J laments the kiwis don't talk about death the way the Europeans do. She wants to return to Switzerland, leave her son and family here, chiefly on account of her daughter-in-law, my daughter's friend's mother, whom she cannot stand, but accommodation there is costly, and return to Europe. You can take the girl out of Europe but you can't take Europe out of the girl. J is European in the blood, although she was born to a Kiwi mother and father. My mother was/is European, but only English, which is the least 'European' of the European countries and cultures.

I tell her talk of death is all very well but for many people it conjures the death of a loved one, like for M, the close-together deaths of his parents. At 82 it might be so imminent that you can't help talk of it but still you should resist, at least some of the time. As a poet I know the challenges of 'speaking' about Death. It's all too easy to wallow and not really say anything at the same time.
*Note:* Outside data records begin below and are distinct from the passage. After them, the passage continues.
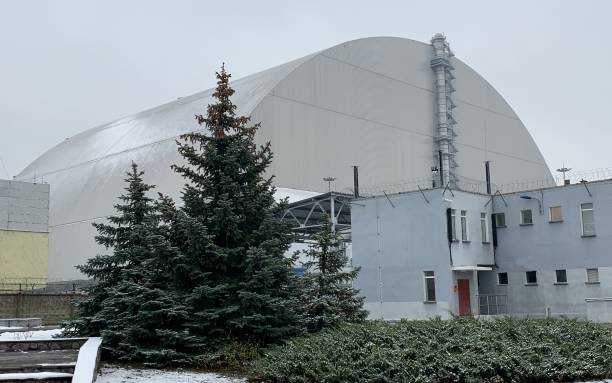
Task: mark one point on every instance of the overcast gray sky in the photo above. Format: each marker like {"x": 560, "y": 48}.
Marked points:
{"x": 66, "y": 66}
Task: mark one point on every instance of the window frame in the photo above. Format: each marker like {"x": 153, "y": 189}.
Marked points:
{"x": 484, "y": 227}
{"x": 522, "y": 221}
{"x": 582, "y": 211}
{"x": 557, "y": 281}
{"x": 426, "y": 278}
{"x": 527, "y": 283}
{"x": 589, "y": 282}
{"x": 550, "y": 218}
{"x": 464, "y": 226}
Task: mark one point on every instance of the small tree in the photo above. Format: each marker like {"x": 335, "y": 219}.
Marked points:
{"x": 330, "y": 297}
{"x": 241, "y": 286}
{"x": 130, "y": 306}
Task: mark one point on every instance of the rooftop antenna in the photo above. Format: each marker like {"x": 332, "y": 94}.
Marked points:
{"x": 564, "y": 170}
{"x": 329, "y": 180}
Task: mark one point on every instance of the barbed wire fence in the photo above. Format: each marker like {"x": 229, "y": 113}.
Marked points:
{"x": 479, "y": 186}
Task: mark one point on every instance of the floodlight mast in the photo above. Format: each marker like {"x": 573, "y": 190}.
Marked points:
{"x": 564, "y": 170}
{"x": 329, "y": 180}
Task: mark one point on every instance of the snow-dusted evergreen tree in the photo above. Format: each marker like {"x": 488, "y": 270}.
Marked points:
{"x": 242, "y": 286}
{"x": 130, "y": 305}
{"x": 327, "y": 283}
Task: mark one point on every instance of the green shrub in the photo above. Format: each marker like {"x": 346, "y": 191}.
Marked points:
{"x": 457, "y": 350}
{"x": 234, "y": 357}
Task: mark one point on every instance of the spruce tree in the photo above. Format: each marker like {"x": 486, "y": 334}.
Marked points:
{"x": 327, "y": 283}
{"x": 242, "y": 285}
{"x": 130, "y": 305}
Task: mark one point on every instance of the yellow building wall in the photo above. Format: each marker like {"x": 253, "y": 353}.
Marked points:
{"x": 24, "y": 257}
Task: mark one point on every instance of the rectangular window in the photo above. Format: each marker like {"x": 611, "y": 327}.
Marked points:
{"x": 484, "y": 227}
{"x": 430, "y": 286}
{"x": 554, "y": 214}
{"x": 500, "y": 220}
{"x": 453, "y": 225}
{"x": 464, "y": 236}
{"x": 531, "y": 277}
{"x": 560, "y": 276}
{"x": 593, "y": 275}
{"x": 526, "y": 217}
{"x": 588, "y": 219}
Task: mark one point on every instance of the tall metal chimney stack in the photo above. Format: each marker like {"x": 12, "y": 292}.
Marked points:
{"x": 488, "y": 176}
{"x": 356, "y": 181}
{"x": 445, "y": 135}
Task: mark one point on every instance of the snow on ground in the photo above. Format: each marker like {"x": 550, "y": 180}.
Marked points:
{"x": 114, "y": 374}
{"x": 30, "y": 335}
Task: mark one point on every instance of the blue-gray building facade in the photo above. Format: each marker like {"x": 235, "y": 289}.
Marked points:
{"x": 532, "y": 253}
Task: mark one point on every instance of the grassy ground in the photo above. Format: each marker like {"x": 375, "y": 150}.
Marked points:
{"x": 458, "y": 350}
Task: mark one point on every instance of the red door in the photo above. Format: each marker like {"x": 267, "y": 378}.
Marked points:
{"x": 463, "y": 293}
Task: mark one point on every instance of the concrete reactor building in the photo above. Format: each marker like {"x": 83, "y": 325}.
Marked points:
{"x": 398, "y": 109}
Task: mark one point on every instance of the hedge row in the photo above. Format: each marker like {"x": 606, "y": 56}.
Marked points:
{"x": 458, "y": 350}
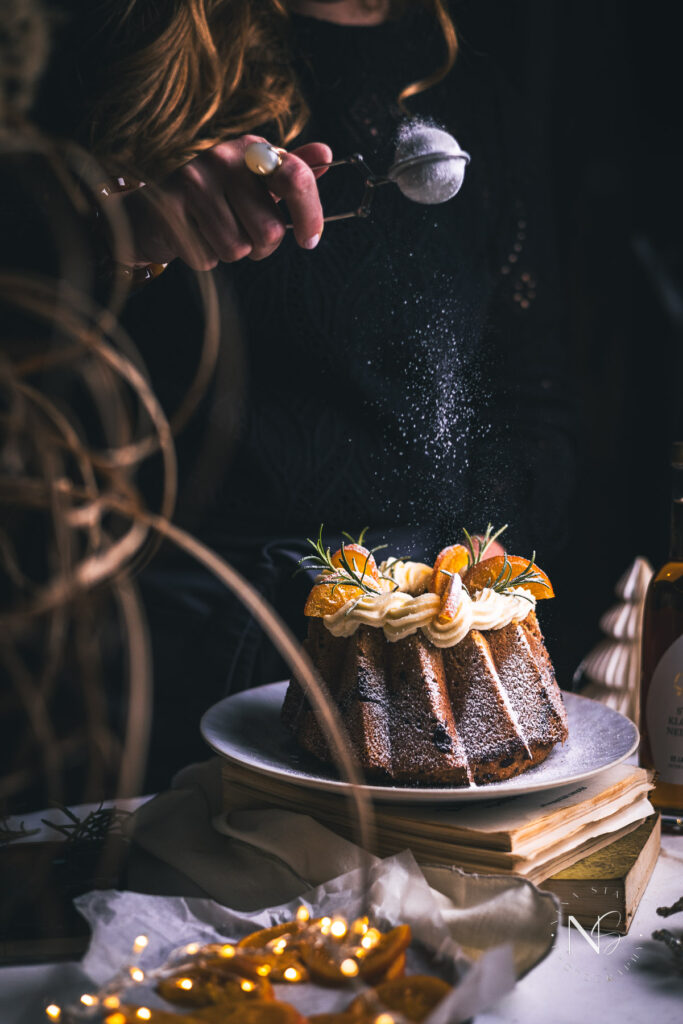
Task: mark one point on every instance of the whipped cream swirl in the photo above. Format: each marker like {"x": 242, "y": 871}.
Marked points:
{"x": 399, "y": 613}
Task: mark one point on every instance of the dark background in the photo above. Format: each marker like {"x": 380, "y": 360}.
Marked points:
{"x": 601, "y": 79}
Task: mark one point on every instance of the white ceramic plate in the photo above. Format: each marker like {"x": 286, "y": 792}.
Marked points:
{"x": 246, "y": 728}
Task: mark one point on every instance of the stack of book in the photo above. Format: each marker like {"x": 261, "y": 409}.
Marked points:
{"x": 541, "y": 836}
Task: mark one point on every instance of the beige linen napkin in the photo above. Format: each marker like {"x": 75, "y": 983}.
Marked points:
{"x": 258, "y": 858}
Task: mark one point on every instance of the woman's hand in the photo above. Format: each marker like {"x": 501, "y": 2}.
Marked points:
{"x": 215, "y": 209}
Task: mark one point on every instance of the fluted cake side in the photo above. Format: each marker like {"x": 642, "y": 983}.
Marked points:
{"x": 481, "y": 711}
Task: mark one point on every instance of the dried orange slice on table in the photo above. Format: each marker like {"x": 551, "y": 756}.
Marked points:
{"x": 414, "y": 997}
{"x": 251, "y": 1013}
{"x": 213, "y": 982}
{"x": 270, "y": 954}
{"x": 379, "y": 954}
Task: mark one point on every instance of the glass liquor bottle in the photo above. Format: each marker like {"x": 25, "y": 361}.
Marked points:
{"x": 662, "y": 677}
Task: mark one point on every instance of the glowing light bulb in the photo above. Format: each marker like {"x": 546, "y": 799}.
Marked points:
{"x": 348, "y": 968}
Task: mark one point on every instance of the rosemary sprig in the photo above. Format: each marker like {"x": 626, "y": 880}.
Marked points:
{"x": 505, "y": 581}
{"x": 8, "y": 835}
{"x": 97, "y": 824}
{"x": 344, "y": 574}
{"x": 476, "y": 554}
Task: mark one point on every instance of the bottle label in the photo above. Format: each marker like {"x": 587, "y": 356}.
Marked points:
{"x": 664, "y": 713}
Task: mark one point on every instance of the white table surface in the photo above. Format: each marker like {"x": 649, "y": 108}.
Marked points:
{"x": 631, "y": 980}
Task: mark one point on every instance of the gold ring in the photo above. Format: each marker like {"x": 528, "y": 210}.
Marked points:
{"x": 263, "y": 159}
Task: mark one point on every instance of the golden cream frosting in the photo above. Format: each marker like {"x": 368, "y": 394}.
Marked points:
{"x": 403, "y": 610}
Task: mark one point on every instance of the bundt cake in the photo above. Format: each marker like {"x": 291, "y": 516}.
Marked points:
{"x": 439, "y": 673}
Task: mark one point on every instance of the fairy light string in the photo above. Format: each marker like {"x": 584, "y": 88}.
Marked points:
{"x": 345, "y": 943}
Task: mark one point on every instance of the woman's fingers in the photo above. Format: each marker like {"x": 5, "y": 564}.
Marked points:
{"x": 294, "y": 181}
{"x": 214, "y": 208}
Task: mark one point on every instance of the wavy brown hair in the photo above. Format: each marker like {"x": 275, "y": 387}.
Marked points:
{"x": 187, "y": 74}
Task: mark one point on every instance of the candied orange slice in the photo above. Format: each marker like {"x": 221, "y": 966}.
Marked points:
{"x": 260, "y": 939}
{"x": 327, "y": 969}
{"x": 279, "y": 965}
{"x": 485, "y": 572}
{"x": 395, "y": 970}
{"x": 453, "y": 559}
{"x": 414, "y": 997}
{"x": 341, "y": 1018}
{"x": 213, "y": 983}
{"x": 360, "y": 560}
{"x": 256, "y": 1012}
{"x": 383, "y": 954}
{"x": 130, "y": 1015}
{"x": 326, "y": 598}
Death is difficult to write about well, I tell J this too.

Death

A word like no other

Different, tongue-depending

Dwarfed by the thought

Death-the-word

Shrinks 


Evidently, since J has arrived from Switzerland to help raise the grandchild in the 1990s the daughter-in-law has mistreated her. In Switzerland she is treated like a countess. But her kiwi daughter-in-law has never offered to take her shopping or asked after her mood or helped carry the shopping into the house. Her son in Switzerland holds open the car door for her, and has champagne and a stocked fridge waiting for her when she arrives. Her European grandchildren help her cross the street with a protective arm under her arm, nothing of the sort in NZ.

Yet she is tied here, chiefly by the grandchild but also because of the son. J adores her younger son, now fifty-plus. He is a talented cameraman and she is proud of him. She has two boys, the older boy lives in Switzerland, which is where both boys grew up. J is fluent in French having raised her children in French Switzerland and lived there for forty years. J is tres European in her dress, her language, her 'look' more generally, and in her outlook most generally of all. I am fairly European too.

We talk for just on two hours, as always.